Illuminating (and scary) stuff.
These no-holds-barred, no-language-censored interviews feature musicians who may have plenty to hide but aren’t inclined to hide anything here… The interviews all begin on notes of indifference, bitterness or open hostility and all go on to reveal experiences in the real world of rock that suggest, but don’t necessarily explain, why these musicians have become what they are today.
I can honestly say that I enjoyed reading this book. Each of the subjects has had an interesting career and decent insights into music and life. But, I think the ultimate reason I liked this book was because of the very interesting circumstances of the interviews themselves. These people are almost impossible to get a hold of, let alone interview.
It’s a miracle that Thomas Wictor was able to chat with Kiss’s Gene Simmons, New Order’s Peter Hook, Devo’s Jerry Casale, and Frank Zappa cohort Scott Thunes without getting a little base himself.
Sound & Vision
In Cold Sweat leaves you agreeing with the unagreeable.

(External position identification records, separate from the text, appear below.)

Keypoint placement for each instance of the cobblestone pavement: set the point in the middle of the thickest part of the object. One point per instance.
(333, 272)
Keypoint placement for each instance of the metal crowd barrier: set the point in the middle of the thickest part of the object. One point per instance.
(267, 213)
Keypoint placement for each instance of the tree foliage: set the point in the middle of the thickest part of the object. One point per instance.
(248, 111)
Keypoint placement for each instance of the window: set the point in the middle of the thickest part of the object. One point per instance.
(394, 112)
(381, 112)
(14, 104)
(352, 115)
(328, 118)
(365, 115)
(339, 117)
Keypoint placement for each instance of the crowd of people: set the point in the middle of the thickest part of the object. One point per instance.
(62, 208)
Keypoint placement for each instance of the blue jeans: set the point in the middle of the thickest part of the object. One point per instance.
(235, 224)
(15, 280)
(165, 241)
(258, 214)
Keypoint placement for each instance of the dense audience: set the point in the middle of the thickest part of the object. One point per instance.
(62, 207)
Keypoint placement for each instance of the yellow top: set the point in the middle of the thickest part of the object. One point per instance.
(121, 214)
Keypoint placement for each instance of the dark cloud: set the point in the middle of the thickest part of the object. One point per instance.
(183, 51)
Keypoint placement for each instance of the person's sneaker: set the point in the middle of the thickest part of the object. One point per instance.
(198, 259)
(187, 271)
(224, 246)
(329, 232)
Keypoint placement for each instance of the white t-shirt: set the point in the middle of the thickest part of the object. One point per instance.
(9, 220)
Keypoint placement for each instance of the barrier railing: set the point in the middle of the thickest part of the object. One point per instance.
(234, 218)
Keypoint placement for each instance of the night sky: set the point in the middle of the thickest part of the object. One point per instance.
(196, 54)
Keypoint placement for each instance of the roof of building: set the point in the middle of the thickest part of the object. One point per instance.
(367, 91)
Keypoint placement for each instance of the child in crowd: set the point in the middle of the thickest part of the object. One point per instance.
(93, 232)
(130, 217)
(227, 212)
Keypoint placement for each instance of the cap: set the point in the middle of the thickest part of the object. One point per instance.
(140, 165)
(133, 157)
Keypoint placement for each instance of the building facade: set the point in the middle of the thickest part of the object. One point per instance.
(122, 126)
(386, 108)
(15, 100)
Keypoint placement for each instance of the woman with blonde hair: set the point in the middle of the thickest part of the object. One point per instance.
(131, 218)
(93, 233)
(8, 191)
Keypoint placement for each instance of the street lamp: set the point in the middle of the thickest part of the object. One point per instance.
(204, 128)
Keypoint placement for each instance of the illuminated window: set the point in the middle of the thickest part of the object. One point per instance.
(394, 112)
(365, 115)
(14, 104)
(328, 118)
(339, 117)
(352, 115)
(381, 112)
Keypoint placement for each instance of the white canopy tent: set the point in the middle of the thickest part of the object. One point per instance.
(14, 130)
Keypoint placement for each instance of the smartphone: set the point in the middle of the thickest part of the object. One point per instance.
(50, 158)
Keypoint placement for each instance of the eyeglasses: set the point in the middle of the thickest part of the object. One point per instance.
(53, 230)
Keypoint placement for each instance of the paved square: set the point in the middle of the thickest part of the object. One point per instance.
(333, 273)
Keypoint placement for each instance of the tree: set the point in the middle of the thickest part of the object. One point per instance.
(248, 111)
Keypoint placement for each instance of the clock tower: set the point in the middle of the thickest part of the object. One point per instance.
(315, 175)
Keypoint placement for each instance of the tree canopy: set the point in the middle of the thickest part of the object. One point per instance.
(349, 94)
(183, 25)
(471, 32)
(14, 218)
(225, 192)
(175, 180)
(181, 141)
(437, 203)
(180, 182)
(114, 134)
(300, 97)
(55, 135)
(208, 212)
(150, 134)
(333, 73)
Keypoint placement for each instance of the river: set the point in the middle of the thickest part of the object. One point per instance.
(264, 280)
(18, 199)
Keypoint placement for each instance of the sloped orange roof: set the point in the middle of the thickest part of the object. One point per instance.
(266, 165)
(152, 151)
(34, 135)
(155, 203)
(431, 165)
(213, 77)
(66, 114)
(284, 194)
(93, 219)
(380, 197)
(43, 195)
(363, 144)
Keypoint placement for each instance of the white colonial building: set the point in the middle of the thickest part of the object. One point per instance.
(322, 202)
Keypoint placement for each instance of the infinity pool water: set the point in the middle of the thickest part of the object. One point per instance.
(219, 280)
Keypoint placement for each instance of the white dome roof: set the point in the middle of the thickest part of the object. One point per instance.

—Dr. Abraham Leamington-Shatner.
This book is a tool of oppression. Its author, however, is just a tool. Shameless panderer and lickspittle to the patriarchy, Wictor (how the very name slithers like a viper off the tongue) credits four notably ugly men for various sessions entirely recorded by me during the 1980s in Sherman Oaks, California. Like nausea congealing on a sidewalk, this shameless parade of lies and half-truths reeks of the physical and moral corruption, the squamous squalor, the any-low-meanness-for-a-dollar that defines the present day. I don’t think it’s going too far to say that this book really is everything that’s wrong with the world. If you ever get a jones for the truth, Fauntleroy, man up and interview me. And nota goddam bene–women don’t sweat, they glow.